Explicit Finance
A check loan is a small, short-term, high-rate loan provided by finance companies and others. The borrower writes a personal check payable to the lender for the amount they want to borrow plus whatever fee the lender charges for the service. The lender then either gives the borrower the amount of the loan and holds the check or, with the borrower’s permission, electronically deposits the amount borrowed (without the fee) into the borrower’s bank account. The borrower redeems the check when repayment is due (usually payday) with cash or money order or authorizes a direct debit from his or her account.
If the check loan is not repaid, the lender can cash the check or the borrower can sometimes arrange to rollover or extend the term, in which case another fee is charged. The fee can be charged either as a percentage or as a fee for every $50 or $100 borrowed. The amount you end up paying depends on the amount you borrow and the length of the loan and also on the rate and other costs the lender charges. These latter can vary, so it pays to shop around. The typical fee will be around $15 per $100 borrowed, which equates to an annual percentage rate of 391%. If you rollover the loan three times, you end up paying $60 to borrow $100.

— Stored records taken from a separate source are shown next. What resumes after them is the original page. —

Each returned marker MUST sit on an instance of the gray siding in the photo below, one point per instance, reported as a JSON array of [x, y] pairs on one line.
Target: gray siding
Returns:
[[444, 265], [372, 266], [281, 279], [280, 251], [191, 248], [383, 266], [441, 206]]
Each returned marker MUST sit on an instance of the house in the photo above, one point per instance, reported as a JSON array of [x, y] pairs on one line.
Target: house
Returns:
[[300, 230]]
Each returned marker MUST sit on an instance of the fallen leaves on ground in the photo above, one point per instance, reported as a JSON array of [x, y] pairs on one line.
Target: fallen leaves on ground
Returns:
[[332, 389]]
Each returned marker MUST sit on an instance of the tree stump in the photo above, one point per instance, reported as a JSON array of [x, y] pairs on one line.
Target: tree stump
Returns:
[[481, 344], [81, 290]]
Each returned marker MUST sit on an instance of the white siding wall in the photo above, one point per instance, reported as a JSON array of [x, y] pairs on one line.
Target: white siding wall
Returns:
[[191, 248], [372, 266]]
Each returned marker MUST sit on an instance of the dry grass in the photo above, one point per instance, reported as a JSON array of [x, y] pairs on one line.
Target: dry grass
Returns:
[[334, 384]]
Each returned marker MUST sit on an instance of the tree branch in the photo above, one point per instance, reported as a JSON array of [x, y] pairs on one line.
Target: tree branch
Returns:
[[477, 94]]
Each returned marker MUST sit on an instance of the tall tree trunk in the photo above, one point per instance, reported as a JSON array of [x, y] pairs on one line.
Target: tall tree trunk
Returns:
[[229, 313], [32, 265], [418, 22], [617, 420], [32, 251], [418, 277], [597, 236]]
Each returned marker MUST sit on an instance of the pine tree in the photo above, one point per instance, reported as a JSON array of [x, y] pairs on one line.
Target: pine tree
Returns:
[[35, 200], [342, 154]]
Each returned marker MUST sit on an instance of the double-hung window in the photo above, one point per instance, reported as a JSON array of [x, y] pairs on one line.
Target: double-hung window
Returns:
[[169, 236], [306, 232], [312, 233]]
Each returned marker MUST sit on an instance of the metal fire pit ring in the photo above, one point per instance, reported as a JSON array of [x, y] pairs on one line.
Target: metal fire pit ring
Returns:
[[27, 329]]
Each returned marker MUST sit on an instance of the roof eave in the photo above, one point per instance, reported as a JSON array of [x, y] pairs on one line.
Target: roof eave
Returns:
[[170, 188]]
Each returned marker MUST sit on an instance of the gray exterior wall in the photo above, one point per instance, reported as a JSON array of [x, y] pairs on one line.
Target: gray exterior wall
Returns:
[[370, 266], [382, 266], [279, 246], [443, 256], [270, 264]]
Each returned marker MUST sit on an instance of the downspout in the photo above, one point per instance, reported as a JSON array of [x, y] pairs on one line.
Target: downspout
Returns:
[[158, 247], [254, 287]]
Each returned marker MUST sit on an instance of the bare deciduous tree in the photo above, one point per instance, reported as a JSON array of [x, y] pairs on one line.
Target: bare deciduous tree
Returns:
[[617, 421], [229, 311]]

If a check loan can be so expensive, why are they so popular? One important reason is that there is usually no credit check, so even people with a bad credit record can get the money they need. Another good reason is that it is so straightforward and simple. You can walk into the lender’s office, apply over the phone, or do it on the internet, and have it all done in 20 minutes or so. If you do it in person, you may get the cash on the spot. Otherwise, the money will be in your account within 24 hours. You don’t have to fork out for any up-front costs. And no-one else need ever know you got a check loan.